AI Coding Agents Fail at Teamwork

Two models working together perform worse than one alone, exposing a critical gap in artificial intelligence capabilities.
It seems a simple proposition. If AI agents can write code on their own, shouldn’t two models be able to collaborate to perform even better? If we are to realize the promised future where AI agents work together – and with human collaborators – AI will have to be good collaborators, but so far they appear to be lone wolves. AI’s collaborative abilities were a topic Stanford researchers explored recently in a new study called “CooperBench.”
“It’s the curse of coordination,” said Hao Zhu, a postdoctoral scholar at Stanford and first author of the preprint study that was recently presented during an April ICLR workshop. “A single model is better than two agents sharing the work.”
“When collaborating, AI’s performance actually drops – sharply,” noted senior author Diyi Yang, assistant professor of computer science. “Today’s best coding agents lose nearly half their capability when paired up to share work. It shows that social intelligence – not coding skill – is the key bottleneck for AI collaboration.”
Critical Skills
Collaboration is a critical skill for human software teams. Humans regularly divide responsibilities, communicate progress, work in complementary ways, and verify their teammates’ work. These are skills AI presently lacks.
“As good as they are with language, models do not use it for social action and therefore don’t have the coordination abilities needed to behave reliably in a collaborative arrangement,” Zhu said. “They are trained not to use language in a social manner. That’s a problem.”
As an experiment, the team created a battery of more than 650 real-world software engineering tasks that required two agents to collaborate using one of four coding languages – Python, TypeScript, Go, and Rust. The tasks were chosen specifically for their potential for conflict, exactly the kind of strategic overlap that makes real collaboration so important, and so difficult. Each agent had the ability to edit code, to run local commands, and, importantly, to message their collaborating agent in real time.
The two codes were then merged and evaluated. The AI collaborators did not fare well. The authors call it the “coordination gap,” and it is made worse by the fact that the shortfall came in the midrange of technical difficulty, in a not-too-easy-not-too-hard sweet spot where two agents were thought to have the greatest opportunity for success.
Talk Is Cheap
Going in, the researchers anticipated that giving the AI agents the ability to communicate with each other might improve the odds of success, but they found that it had almost no impact on results. They lay the blame at AI’s confusion negotiating spatial and semantic coordination – distinguishing where in the code to make edits from what edits are needed.
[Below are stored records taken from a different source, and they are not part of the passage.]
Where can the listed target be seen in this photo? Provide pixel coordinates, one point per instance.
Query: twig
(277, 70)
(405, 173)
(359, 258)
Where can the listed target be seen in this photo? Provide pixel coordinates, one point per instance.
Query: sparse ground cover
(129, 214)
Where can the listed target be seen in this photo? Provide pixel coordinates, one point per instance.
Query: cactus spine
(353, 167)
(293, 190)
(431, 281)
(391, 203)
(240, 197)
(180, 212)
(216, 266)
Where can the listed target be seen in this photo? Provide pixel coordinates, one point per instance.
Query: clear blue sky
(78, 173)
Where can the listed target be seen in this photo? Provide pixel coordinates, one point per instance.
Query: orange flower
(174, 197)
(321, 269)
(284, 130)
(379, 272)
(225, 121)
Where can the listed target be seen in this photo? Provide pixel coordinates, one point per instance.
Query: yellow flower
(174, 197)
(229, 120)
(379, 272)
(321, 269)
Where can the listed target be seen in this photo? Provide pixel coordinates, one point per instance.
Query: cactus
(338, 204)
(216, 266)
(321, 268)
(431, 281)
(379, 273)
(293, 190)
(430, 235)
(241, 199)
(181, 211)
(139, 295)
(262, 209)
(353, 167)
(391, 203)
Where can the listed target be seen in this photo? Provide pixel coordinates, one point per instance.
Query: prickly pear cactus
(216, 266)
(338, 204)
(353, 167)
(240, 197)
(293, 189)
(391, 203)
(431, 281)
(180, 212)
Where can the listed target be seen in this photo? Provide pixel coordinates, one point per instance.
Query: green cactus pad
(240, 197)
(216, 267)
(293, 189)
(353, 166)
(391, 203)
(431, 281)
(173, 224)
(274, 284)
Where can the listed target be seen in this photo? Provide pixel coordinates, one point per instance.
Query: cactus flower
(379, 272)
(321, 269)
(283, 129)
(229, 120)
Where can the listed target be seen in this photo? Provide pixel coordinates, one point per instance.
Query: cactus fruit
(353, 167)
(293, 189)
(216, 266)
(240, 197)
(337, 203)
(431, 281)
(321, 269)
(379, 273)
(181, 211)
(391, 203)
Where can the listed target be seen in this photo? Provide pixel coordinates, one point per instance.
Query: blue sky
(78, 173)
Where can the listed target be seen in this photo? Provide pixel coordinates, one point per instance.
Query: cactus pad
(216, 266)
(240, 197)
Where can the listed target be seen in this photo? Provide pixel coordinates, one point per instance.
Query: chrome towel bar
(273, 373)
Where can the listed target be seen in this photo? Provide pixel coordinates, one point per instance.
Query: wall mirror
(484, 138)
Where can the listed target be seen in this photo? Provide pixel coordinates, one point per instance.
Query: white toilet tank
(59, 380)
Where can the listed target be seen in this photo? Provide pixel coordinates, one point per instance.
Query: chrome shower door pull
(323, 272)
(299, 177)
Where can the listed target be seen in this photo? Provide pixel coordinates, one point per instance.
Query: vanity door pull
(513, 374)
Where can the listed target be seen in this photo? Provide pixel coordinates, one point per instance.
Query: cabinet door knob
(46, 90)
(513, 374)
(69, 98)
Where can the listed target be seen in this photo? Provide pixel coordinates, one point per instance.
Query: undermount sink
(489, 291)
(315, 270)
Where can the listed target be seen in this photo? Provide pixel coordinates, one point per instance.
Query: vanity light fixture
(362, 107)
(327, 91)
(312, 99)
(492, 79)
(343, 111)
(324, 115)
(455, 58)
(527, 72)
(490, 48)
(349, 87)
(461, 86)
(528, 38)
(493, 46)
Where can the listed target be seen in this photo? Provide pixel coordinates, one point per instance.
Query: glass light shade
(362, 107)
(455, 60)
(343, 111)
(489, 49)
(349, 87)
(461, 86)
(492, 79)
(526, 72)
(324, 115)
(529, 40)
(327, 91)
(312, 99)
The researchers were able to observe the agents’ communications in real time. One verbatim exchange exemplifies the AI’s challenge:
Agent A: “WAIT Agent B! If you add the section header AND my guid type to your branch, that WILL create a merge conflict!”
Agent B: “I’ll add the COMPLETE section (lines 72-81) to my branch, which includes both the section header, your guid type, AND my hash_sha256 type.”
In this exchange, Agent B disregards Agent A’s warning and overwrites Agent A’s code. It acknowledges Agent A’s concerns, but proceeds anyway, eventually shipping an incompatible design. Human collaborators are unlikely to make such a move on purely social grounds – it would be detrimental to the trust of the relationship to ignore Agent A’s warning and an outright insult to overwrite its code.
Zhu was surprised by exchanges like this. He thought that if models were able to “speak English,” closer coordination would follow, but he found the opposite. Instead, the agents’ language fluency often masked failures rather than resolved them.
The researchers also witnessed other social breakdowns like frequent sharing of repetitive, low-value status updates, leaving direct questions unanswered, and failure to follow through on promised tasks.
Letters of Recommendation
While AI does not collaborate well today, the researchers believe that it is a solvable problem. But it won’t come through better prompting. AI will have to be trained to collaborate, just as people are tasked in school to collaborate less as a way to learn course content as to learn the art of successful collaboration. This requires a different kind of social intelligence that AI does not yet have.
The researchers recommend establishing AI training objectives that reward coordination to teach AI to model successful partnerships, not just produce good code. Developers might also include new mechanisms for verifying AI agents have made good on their commitments and create contract-like agreements complete with signatures. Additionally, they could implement better periodic checks on how well the code is being integrated. Last, communications channels might be strengthened through AI screen sharing and other techniques to improve clarity and certify results.
“In CooperBench we learned that while AI agents talk like humans, they still have a lot to learn about how language works in a social context,” Zhu concluded.
This paper was partially funded by the Stanford Institute for Human-Centered AI.